While the daughter is not a coparcener in the instant case, as per the ruling of SC in Prakash & Ors v. Phulavati & Ors, dated 16 October 2015, she is the heir to claim her share as stated herein below.
According to Section 8 of the Hindu Succession Act, 1956, after the death of a male Hindu, who dies intestate, his property shall devolve to his immediate heirs. The interest that the male had in the coparcenary property, upon his death, is divided equally among all his heirs, that is, his sons, daughters, widow and mother. This property is devolved by the rules of succession, and not survivorship. The Schedule annexed to Section 8 showing Class I and Class II heirs show the son, daughter, widow and mother of a Hindu male dying intestate as his first heirs.
Under Section 6 of the HSA 1956, there is a notional partition which is deemed to have been effected upon the death of a coparcener.
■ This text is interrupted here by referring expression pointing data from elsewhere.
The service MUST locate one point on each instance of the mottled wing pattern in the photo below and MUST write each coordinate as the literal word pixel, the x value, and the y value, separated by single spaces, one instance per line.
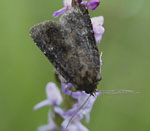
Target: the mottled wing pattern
pixel 70 46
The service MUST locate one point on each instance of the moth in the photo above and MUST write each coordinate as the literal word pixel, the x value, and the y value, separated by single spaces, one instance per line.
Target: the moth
pixel 71 47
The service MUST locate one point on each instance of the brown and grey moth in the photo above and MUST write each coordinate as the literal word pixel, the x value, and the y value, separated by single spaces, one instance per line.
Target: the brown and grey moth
pixel 71 47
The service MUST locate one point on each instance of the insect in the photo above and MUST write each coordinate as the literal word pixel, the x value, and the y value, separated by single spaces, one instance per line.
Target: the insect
pixel 71 47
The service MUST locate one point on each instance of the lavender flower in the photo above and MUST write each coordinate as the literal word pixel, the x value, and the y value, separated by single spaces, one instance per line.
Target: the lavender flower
pixel 92 5
pixel 98 29
pixel 53 96
pixel 74 115
pixel 51 126
pixel 97 22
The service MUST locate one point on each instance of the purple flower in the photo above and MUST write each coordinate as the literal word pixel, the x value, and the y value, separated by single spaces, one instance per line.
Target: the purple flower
pixel 84 100
pixel 51 126
pixel 92 5
pixel 98 29
pixel 53 96
pixel 72 116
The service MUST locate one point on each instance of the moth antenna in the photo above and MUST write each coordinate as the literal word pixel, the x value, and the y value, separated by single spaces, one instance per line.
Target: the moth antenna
pixel 77 111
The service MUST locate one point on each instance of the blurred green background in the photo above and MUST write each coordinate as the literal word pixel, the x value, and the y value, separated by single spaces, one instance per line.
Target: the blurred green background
pixel 24 70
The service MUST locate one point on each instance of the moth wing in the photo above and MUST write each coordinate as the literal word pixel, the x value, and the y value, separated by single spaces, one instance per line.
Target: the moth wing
pixel 54 41
pixel 78 23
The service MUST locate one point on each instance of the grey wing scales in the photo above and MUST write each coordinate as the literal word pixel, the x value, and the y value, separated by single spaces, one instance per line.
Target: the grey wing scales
pixel 51 37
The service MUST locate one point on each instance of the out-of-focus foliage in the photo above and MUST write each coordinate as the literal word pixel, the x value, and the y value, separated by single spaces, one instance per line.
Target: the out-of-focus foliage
pixel 24 71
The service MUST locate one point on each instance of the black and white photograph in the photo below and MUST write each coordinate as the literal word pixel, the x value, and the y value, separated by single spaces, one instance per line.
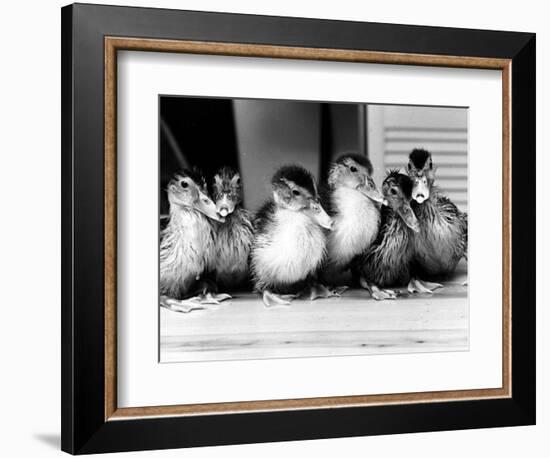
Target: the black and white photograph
pixel 293 228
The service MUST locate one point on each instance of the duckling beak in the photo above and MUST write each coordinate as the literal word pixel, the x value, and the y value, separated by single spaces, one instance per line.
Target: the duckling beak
pixel 321 216
pixel 420 192
pixel 224 206
pixel 208 208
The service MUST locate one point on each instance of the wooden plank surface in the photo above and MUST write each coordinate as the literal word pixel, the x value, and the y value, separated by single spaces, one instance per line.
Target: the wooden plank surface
pixel 353 324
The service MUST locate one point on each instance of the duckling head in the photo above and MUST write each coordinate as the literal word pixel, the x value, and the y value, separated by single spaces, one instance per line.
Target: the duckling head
pixel 187 190
pixel 397 189
pixel 294 189
pixel 421 171
pixel 355 172
pixel 227 190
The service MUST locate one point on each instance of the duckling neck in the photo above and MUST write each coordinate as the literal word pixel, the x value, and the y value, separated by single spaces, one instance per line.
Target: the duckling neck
pixel 184 218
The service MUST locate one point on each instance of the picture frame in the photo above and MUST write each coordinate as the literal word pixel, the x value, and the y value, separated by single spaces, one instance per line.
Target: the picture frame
pixel 91 37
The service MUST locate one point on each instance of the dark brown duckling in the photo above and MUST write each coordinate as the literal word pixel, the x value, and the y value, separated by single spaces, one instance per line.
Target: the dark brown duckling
pixel 233 237
pixel 388 261
pixel 443 237
pixel 289 244
pixel 187 247
pixel 354 204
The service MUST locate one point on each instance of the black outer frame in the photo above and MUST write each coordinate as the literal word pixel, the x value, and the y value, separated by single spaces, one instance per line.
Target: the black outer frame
pixel 84 429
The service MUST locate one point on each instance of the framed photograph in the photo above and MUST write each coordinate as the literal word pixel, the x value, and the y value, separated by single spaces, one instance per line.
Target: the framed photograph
pixel 281 228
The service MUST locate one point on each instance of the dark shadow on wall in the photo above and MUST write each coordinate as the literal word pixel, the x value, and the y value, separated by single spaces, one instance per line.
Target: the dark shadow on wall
pixel 254 136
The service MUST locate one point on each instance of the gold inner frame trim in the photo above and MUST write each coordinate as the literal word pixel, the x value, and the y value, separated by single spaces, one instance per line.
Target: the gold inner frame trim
pixel 114 44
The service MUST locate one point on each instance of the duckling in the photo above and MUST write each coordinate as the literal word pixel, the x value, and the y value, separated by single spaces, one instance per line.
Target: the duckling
pixel 388 261
pixel 233 238
pixel 289 243
pixel 443 237
pixel 187 248
pixel 354 204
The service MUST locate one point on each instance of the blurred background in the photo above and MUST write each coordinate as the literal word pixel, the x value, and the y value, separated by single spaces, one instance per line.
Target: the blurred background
pixel 258 136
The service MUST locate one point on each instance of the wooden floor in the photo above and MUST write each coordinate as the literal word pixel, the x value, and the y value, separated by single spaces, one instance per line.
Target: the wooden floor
pixel 355 324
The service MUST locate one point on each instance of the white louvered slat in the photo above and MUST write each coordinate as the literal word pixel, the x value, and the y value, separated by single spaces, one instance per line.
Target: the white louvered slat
pixel 442 131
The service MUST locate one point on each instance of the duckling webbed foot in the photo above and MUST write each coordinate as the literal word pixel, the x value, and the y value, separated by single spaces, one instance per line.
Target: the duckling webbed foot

The share so separated devolves upon the heirs of the deceased instead of vesting in the coparceners by survivorship.
Section 6 of the Hindu Succession Act, 1956 deals with the devolution of interest in the coparcenary property. It states that when a male Hindu dies after 1956, having at the time of his death an interest in a Mitakshara coparcenary property, his interest in the property shall devolve by survivorship upon the surviving members of the coparcenary. Also, if the deceased had left him surviving a female relative specified in class I of the Schedule or a male relative specified in that class who claims through such female relative, the interest of the deceased in the Mitakshara coparcenary property shall devolve by testamentary or intestate succession, as the case may be, under this Section, and not by survivorship. After 1956, daughters and widows were considered to be heirs, and not coparceners, and they could get their father’s/husband’s share of notional partition on his death. Daughters could get their share only upon their father’s death, and not during his lifetime.